Saturday, July 2, 2011

Deconstructing Old Ads: Reverend McDonald and the Bristol "Hex" Adjustable Rod (1932)


Reverend McDonald and the Bristol "Hex" Adjustable Rod


I don't have much history on the subject of today's advertisement from the June 1932 issue of Outdoor Life. It is the introductory ad for the common telescoping Bristol “Hex Adjustable steel rod that was seen advertised in “outdoor” magazines for many years. I remember them being for sale in the local Hardware store into the 1950s. I have one that sits on a shelf in my “Man Cave.” It's really there to remind me of one particular fisherman. His name was Reverend McDonald. He was in his eighties when I entered high school in 1958. He lived in Ada, Ohio and was a simple and kind individual. He looked a little like Barry Fitzgerald, who played the old priest in the movie “Going My Way” and wore the same old fashioned spectacles. My earliest memory of him was from age five when a neighbor boy and I decided to play George Washington and proceeded to mangle the good Reverend's cherry tree with the only thing we could find that resembled a hatchet, in this case a tack hammer. My mother marched us over to his front door where we were made to apologize. He talked to us both in a gentle manner and allowed as he thought the Cheery tree would recover. During one of my last conversations with him, when I was 18, I learned he was a retired preacher. We were sitting at the time beside a limestone quarry full of water, and while he fished I told him I was about to leave for college. He allowed as he had gone to “Bible College” to train for his life's calling.

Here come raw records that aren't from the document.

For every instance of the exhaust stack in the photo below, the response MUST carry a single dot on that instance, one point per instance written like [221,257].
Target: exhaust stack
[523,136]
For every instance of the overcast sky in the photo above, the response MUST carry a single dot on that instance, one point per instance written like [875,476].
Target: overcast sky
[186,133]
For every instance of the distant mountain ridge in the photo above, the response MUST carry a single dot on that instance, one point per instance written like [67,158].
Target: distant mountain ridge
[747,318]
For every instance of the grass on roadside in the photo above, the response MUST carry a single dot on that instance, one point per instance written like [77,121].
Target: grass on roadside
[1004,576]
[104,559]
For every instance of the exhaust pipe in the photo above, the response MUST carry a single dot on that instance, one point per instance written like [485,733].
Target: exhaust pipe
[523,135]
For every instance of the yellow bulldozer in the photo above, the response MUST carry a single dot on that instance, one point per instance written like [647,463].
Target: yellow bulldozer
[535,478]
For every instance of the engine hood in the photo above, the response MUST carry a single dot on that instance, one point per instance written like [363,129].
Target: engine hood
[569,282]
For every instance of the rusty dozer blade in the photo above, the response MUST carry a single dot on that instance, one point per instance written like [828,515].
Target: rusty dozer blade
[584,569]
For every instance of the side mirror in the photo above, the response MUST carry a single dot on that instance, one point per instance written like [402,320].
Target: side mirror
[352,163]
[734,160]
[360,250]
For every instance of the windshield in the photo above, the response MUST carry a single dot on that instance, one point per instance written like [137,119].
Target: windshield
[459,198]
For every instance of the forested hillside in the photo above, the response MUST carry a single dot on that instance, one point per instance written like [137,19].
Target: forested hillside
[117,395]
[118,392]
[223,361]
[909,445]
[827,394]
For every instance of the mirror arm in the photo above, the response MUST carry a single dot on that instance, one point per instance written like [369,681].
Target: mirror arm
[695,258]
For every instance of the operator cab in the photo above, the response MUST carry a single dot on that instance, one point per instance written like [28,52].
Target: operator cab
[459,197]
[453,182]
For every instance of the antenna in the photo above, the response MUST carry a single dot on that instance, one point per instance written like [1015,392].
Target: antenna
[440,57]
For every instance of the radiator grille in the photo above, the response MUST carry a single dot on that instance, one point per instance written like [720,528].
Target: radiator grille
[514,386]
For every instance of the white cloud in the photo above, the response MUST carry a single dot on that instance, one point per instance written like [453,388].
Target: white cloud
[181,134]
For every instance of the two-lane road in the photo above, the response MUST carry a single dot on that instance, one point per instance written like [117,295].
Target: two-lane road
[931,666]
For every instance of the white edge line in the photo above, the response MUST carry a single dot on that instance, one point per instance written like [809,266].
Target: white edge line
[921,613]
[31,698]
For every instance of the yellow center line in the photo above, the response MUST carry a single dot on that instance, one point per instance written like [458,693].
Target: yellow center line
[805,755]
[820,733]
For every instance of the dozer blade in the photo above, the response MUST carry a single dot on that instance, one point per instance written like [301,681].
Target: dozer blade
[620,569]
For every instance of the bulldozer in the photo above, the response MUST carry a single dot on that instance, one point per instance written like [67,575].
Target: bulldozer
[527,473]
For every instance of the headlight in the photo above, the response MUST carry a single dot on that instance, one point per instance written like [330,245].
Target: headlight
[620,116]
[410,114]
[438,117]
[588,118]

I became aware of him as a fisherman at the age of six or seven while staying at my grandfather's cottage on the shore of Indian Lake in Ohio. He would come by and always make pleasant conversation as well as offer to sell produce from his garden to my grandmother. Looking back on it, I realize the man was poor by most monetary standards. He rented a special boat at O'Connor's Landing for $1. Later they gave him use of the boat for free for some kindness he had performed. It was an old flat-bottomed wooden rowboat that was pointed at both ends. This suited him just fine as he never owned or used a motor. He always rowed in the same direction he faced with that 'old time' circular motion in which only one oar touches the water at a time.

The car he drove was a late 1930s economy model. Affording gasoline was a problem for him to as it was a 35 mile drive to the Lake. He supplemented this cost with the sale of his vegetables and freshly caught fish to folks that lived along the shore. As he rowed along, sitting absolutely upright, he would occasionally move in to shore and pick up something while still seated in his boat. I was fascinated by this and finally asked him what he was doing. He explained that he could only make the trip to the lake once or twice a week due to the cost of gasoline and that he gathered discarded tin foil from the lunches that shore fishermen left behind and rolled it into a large ball which after many trips eventually got big and heavy enough to take to the local junk yard and receive a few cents toward affording another trip to the Lake. Talk about frugal.

There were periods of time when I could catch plenty of fish from my grandfather's dock using a cane pole and bobber. There were also times when the fish just did not bite. It did not matter if the fish were biting or not, when Rev. McDonald came rowing by, his rope stringer was “full up” with crappies, bluegills, bass, catfish and perch; and they always seemed to be bigger than the ones I was used to catching. I finally asked him how he caught all those fish. He suggested that I walk along the shore and and watch him fish and he would explain what he was doing as we went along. His equipment was as basic as it gets. A Bristol “Hex” Adjustable steel rod with a cheap, raised pillar reel that had seen long service. His line was heavy, black braided casting line with a plain hook on the end. No sinker, no Bobber, no leader, just a hook. After putting a worm on the hook (which I am sure he dug up in his garden) he would quietly approach an overhanging tree, a piling, a dock or any other object in the lake then slowly lower the worm down and move it gently up and down. There was no snap of the wrist or “heave ho,” he simply lifted the fish out of the water and quietly put it on the stringer then lowered the worm back down next to whatever object he had just taken a fish from. I learned that day that patience and slow, quiet movement caught fish when excitement didn't. If the object of his attention was just beyond his reach, he would simply pull out the old Bristol telescoping rod to whatever length (up to 8 feet) was necessary to reach to desired spot.

I have grown to appreciate the versatility of his simple tackle and method. More importantly I've grown to appreciate his kindness toward children and how an act of kindness can stick with them for the rest of their lives.

I think I'll just let that old Bristol Adjustable steel rod stay right there where I can see it.